The researchers focused on a known variation in the EGF gene – the presence of the nucleotide guanine (G) instead of the more common adenine (A) in a particular location – which has been shown to increase EGF secretion in blood cells and raise the risk for malignant melanoma. Individuals inherit one copy of the gene from each parent and therefore have this gene with either two copies of A (A/A), two copies of G (G/G), or one copy of each (A/G). Genetic analysis of liver tumor cell lines showed that messenger RNA transcribed from DNA strands with the G allele was more stable that that transcribed from the A version, which could explain why cells with two G copies tend to secrete higher levels of EGF.

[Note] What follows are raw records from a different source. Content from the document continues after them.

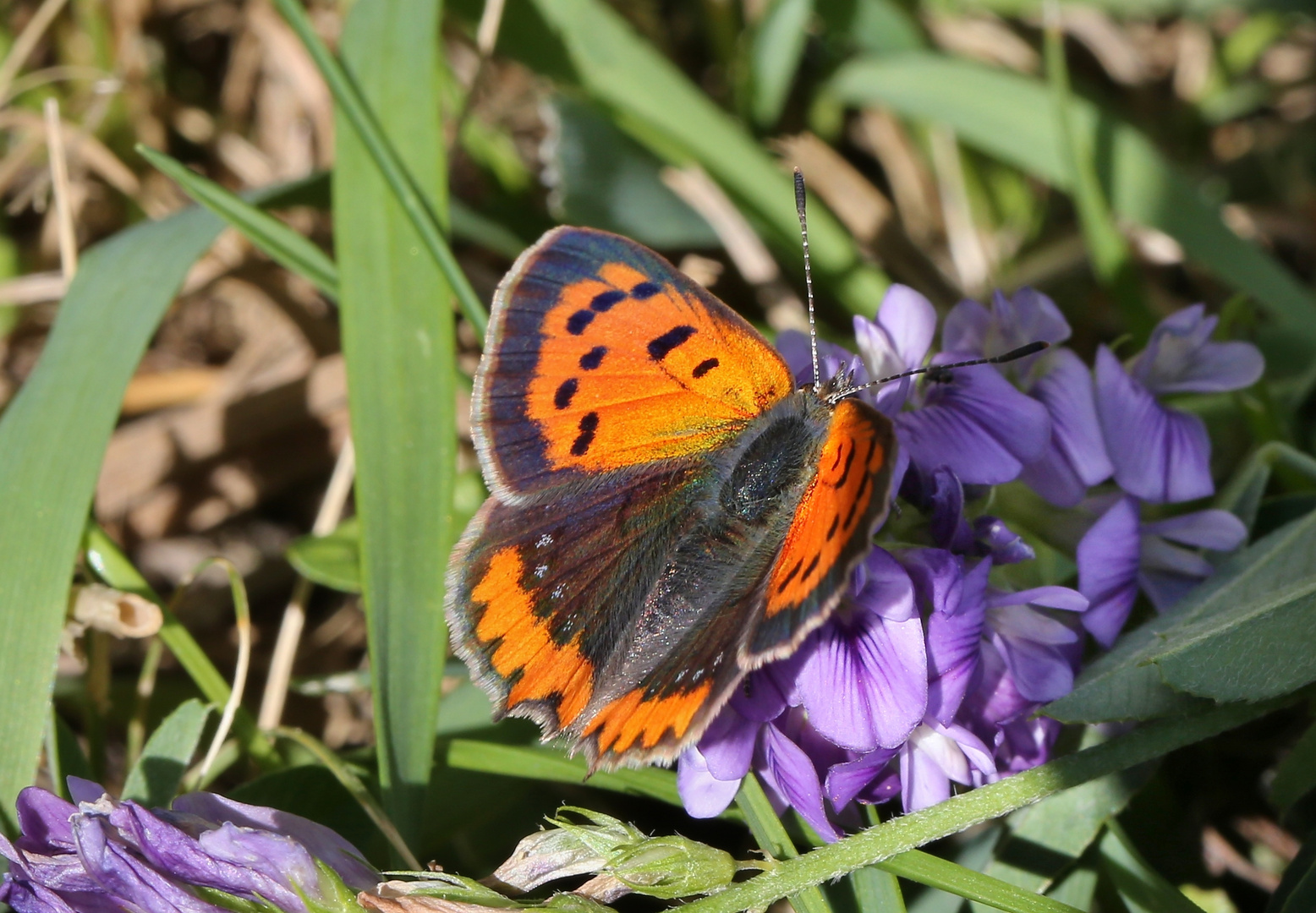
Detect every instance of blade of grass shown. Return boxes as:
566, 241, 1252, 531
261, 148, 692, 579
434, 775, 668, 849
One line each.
1044, 6, 1155, 342
831, 54, 1316, 343
137, 144, 338, 298
83, 523, 280, 767
334, 0, 458, 846
736, 771, 831, 913
0, 204, 220, 826
682, 695, 1300, 913
513, 0, 887, 317
274, 0, 488, 339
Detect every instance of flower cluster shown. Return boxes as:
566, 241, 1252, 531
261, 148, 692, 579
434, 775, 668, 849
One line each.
0, 778, 381, 913
677, 286, 1264, 839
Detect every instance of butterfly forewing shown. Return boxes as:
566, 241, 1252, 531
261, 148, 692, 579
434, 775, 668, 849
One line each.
473, 227, 793, 499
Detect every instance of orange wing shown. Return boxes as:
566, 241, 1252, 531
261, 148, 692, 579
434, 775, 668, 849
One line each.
743, 399, 897, 665
473, 227, 793, 500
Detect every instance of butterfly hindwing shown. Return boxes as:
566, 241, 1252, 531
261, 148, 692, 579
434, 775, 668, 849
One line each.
473, 227, 793, 500
743, 399, 897, 665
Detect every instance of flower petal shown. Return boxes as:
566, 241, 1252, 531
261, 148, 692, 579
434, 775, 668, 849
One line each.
762, 724, 841, 842
1077, 497, 1141, 648
677, 746, 739, 818
1023, 348, 1115, 506
826, 748, 899, 812
1143, 509, 1247, 551
798, 612, 928, 752
897, 366, 1051, 485
1096, 346, 1215, 502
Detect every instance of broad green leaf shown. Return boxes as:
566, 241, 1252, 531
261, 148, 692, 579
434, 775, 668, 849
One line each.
0, 209, 221, 823
973, 730, 1150, 913
436, 681, 494, 735
831, 54, 1316, 345
1270, 724, 1316, 809
137, 145, 338, 298
750, 0, 814, 128
549, 93, 721, 249
518, 0, 887, 315
288, 517, 360, 593
123, 697, 211, 808
1266, 834, 1316, 913
1099, 821, 1202, 913
334, 0, 457, 845
1046, 514, 1316, 722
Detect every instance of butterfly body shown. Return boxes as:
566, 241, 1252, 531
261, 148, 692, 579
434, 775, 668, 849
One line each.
447, 227, 895, 767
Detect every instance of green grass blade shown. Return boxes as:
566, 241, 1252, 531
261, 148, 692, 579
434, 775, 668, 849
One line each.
137, 144, 338, 298
0, 209, 221, 823
878, 850, 1077, 913
736, 771, 831, 913
1044, 14, 1155, 342
83, 522, 280, 767
333, 0, 457, 847
274, 0, 488, 339
123, 697, 211, 808
512, 0, 887, 317
826, 54, 1316, 343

The researchers then studied tissue samples from all patients in the MGH Cancer Center Tumor Bank who had cirrhosis. Among the 207 patients with cirrhosis, most of whom were infected with the hepatitis C virus, 59 also had HCC. Patients with at least one copy of the G nucleotide had a significantly higher risk of developing HCC than did A/A patients – ranging from a more than twofold increase for those with one G to an over fourfold increase for those with two G alleles. In all three genotypes, tissue analysis showed that EGF levels were highest in the G/G patients, as was activation of the EGFR receptor. In addition, blood levels of EGF were highest in those with two copies of the G allele.

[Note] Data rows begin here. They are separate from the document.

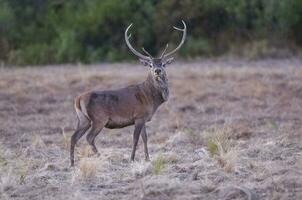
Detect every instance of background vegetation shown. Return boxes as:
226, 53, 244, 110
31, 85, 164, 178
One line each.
0, 0, 302, 65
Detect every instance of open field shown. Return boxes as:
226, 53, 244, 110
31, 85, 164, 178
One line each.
0, 59, 302, 200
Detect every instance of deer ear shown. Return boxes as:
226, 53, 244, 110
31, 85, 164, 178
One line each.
164, 57, 174, 65
139, 58, 150, 66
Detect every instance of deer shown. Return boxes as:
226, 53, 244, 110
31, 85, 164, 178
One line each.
70, 20, 187, 167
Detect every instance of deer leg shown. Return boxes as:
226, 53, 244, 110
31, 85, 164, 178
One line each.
141, 125, 150, 161
86, 123, 105, 154
70, 123, 90, 166
131, 120, 145, 161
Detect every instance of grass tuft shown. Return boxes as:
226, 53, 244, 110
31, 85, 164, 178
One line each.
79, 158, 97, 179
152, 155, 166, 175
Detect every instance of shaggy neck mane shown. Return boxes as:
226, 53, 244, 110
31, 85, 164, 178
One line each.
144, 73, 169, 105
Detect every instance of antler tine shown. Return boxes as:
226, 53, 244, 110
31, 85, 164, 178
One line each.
160, 43, 169, 58
163, 20, 187, 58
125, 23, 151, 60
142, 47, 153, 58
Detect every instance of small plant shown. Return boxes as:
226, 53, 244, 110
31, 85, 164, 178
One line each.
152, 155, 166, 175
79, 158, 96, 179
205, 123, 236, 172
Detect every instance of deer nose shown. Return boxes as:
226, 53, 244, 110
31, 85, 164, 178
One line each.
155, 69, 161, 74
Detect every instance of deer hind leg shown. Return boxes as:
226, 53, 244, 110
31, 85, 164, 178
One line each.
131, 120, 145, 161
86, 120, 106, 154
70, 103, 91, 166
70, 119, 90, 166
141, 125, 150, 161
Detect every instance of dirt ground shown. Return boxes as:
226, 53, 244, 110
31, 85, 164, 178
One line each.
0, 59, 302, 200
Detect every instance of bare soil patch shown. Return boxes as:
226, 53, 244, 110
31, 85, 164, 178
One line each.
0, 59, 302, 200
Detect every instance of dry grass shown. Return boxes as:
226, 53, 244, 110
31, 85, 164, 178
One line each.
0, 59, 302, 200
79, 158, 97, 179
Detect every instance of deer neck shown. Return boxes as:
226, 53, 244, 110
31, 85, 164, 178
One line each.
144, 74, 169, 106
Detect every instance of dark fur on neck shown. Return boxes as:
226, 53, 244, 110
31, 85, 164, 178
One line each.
145, 74, 169, 103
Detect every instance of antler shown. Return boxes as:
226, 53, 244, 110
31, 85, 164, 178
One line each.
161, 20, 187, 58
125, 24, 152, 60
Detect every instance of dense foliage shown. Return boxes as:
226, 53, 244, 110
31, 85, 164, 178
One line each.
0, 0, 302, 64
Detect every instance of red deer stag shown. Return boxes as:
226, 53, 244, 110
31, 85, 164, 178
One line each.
70, 21, 187, 166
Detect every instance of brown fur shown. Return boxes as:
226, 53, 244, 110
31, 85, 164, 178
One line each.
70, 68, 169, 166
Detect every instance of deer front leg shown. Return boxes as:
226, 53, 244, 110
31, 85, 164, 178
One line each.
131, 120, 145, 161
141, 125, 150, 161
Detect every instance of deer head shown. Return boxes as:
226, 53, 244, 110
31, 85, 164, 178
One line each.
125, 20, 187, 84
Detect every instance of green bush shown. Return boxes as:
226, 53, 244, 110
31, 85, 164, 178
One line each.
0, 0, 302, 65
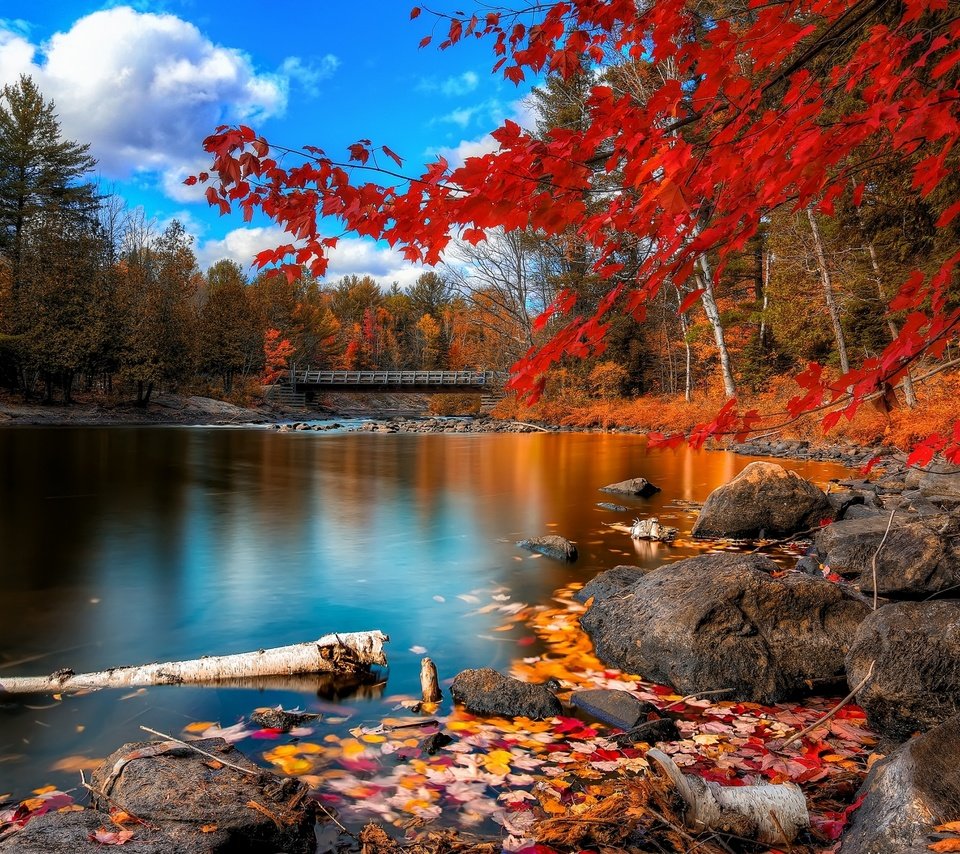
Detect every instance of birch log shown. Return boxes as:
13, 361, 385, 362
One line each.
0, 631, 390, 695
647, 748, 810, 848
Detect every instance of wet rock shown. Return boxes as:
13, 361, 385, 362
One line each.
570, 688, 660, 729
614, 718, 683, 744
0, 810, 195, 854
692, 462, 834, 539
815, 513, 960, 596
581, 554, 868, 703
846, 600, 960, 741
840, 717, 960, 854
517, 534, 577, 563
573, 565, 644, 602
827, 490, 863, 519
450, 667, 563, 720
93, 738, 316, 854
600, 477, 660, 498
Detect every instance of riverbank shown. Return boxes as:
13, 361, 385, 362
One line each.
0, 394, 278, 427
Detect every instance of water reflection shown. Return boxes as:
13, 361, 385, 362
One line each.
0, 428, 841, 792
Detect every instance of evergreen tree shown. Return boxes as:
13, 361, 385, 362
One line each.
0, 75, 97, 282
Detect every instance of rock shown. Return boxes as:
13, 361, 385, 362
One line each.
581, 553, 868, 703
613, 718, 683, 744
840, 717, 960, 854
815, 513, 960, 596
573, 565, 644, 602
600, 477, 660, 498
517, 534, 577, 563
846, 600, 960, 741
0, 810, 193, 854
92, 738, 316, 854
692, 462, 834, 539
450, 667, 563, 721
570, 688, 660, 729
827, 490, 864, 519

To confirm these finding in a different patient population, the MGH team worked with colleagues from the Paul Brousse Hospital in Paris. Samples from this group, all of whom had alcoholic cirrhosis, also showed that patients with the G/G version of the EGF gene had a significantly greater risk of developing the liver tumor than did the A/A patients, in this instance an almost threefold risk increase.

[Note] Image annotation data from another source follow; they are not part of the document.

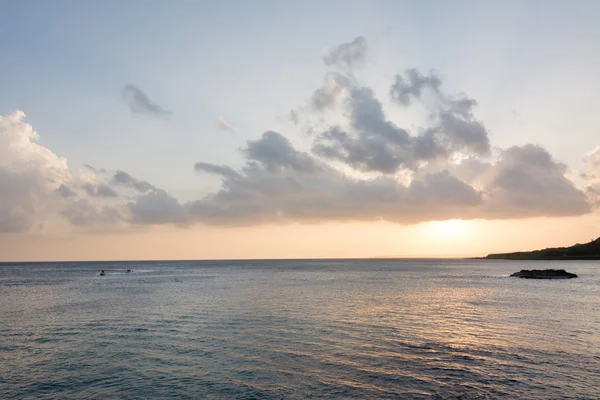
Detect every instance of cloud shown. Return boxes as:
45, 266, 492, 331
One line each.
311, 65, 491, 174
123, 84, 171, 117
0, 38, 600, 232
217, 117, 233, 131
128, 189, 189, 224
112, 170, 156, 193
390, 68, 442, 106
581, 146, 600, 208
482, 144, 591, 218
310, 72, 350, 111
323, 36, 367, 67
194, 162, 238, 177
312, 87, 434, 174
81, 182, 119, 197
83, 164, 106, 174
243, 131, 319, 173
60, 199, 125, 229
0, 111, 72, 232
54, 183, 77, 197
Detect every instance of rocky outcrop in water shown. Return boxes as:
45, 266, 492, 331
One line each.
511, 269, 577, 279
484, 238, 600, 260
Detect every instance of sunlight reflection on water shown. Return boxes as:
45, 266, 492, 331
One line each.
0, 260, 600, 399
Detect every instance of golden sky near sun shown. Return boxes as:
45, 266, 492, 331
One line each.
0, 215, 600, 261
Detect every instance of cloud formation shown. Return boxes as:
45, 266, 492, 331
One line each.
123, 83, 171, 117
0, 37, 600, 232
323, 36, 367, 67
0, 111, 72, 232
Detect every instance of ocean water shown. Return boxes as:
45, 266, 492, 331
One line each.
0, 260, 600, 399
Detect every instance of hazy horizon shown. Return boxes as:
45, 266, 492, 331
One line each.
0, 0, 600, 261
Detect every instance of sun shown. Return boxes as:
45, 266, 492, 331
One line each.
425, 219, 472, 240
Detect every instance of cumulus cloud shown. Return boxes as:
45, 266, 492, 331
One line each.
182, 132, 481, 225
81, 182, 119, 197
310, 72, 350, 111
0, 111, 71, 232
483, 144, 590, 218
0, 37, 600, 232
217, 117, 233, 131
60, 199, 125, 228
123, 83, 171, 117
313, 87, 434, 173
128, 189, 189, 224
323, 36, 367, 67
311, 65, 491, 174
582, 146, 600, 207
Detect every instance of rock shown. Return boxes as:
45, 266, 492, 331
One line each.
511, 269, 577, 279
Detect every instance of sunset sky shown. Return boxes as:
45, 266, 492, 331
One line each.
0, 0, 600, 261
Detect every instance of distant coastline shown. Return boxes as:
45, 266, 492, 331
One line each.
476, 238, 600, 261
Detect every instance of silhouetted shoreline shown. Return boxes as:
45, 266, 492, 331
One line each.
475, 238, 600, 261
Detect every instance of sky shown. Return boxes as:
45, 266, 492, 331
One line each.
0, 0, 600, 261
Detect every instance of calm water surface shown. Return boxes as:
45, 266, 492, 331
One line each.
0, 260, 600, 399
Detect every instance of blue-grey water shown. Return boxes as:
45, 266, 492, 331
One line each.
0, 260, 600, 399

In both the MGH and French study groups, controlling for factors such as age and gender did not change the increased risk associated with the G allele. While both groups primarily consisted of Caucasian patients, in the MGH group, it was noted that the G allele was more common among Asian patients; and it is well known that more than half the cases of HCC worldwide occur in China.
“We now need to prospectively study EGF levels in cirrhotic patients, to see if elevated levels will correlate with a greater risk of developing HCC, and look at factors such as diet, drugs or ethnicity that may modulate EGF levels,” Tanabe says. “I think this is a terrific opportunity to see if targeting a specific pathway will prevent HCC in this group of patients, who are at risk for liver cancer because of their cirrhosis.” Tanabe is an associate professor of Surgery at Harvard Medical School.
The study was supported by grants from the National Institutes of Health, the MGH Department of Surgery, Tucker Gosnell Gastrointestinal Cancer Center, and the Fund for Medical Discovery. Co-authors of the JAMA article are Dianne Finkelstein, PhD, Hiroshi Kawasaki, Tsutomu Fujii, MD, PhD, Raymond Chung, MD, Gregory Lauwers, MD, Yakup Kulu, Alona Muzikansky, Darshini Kuruppu, PhD, Michael Lanuti, MD, Jonathan Goodwin and Bryan Fuch, PhD, of the MGH; and Antoinette Lemoine, MD, and Daniel Azoulay, MD, PhD, Paul Brousse Hospital, Paris.
Massachusetts General Hospital, established in 1811, is the original and largest teaching hospital of Harvard Medical School. The MGH conducts the largest hospital-based research program in the United States, with an annual research budget of more than $500 million and major research centers in AIDS, cardiovascular research, cancer, computational and integrative biology, cutaneous biology, human genetics, medical imaging, neurodegenerative disorders, regenerative medicine, systems biology, transplantation biology and photomedicine.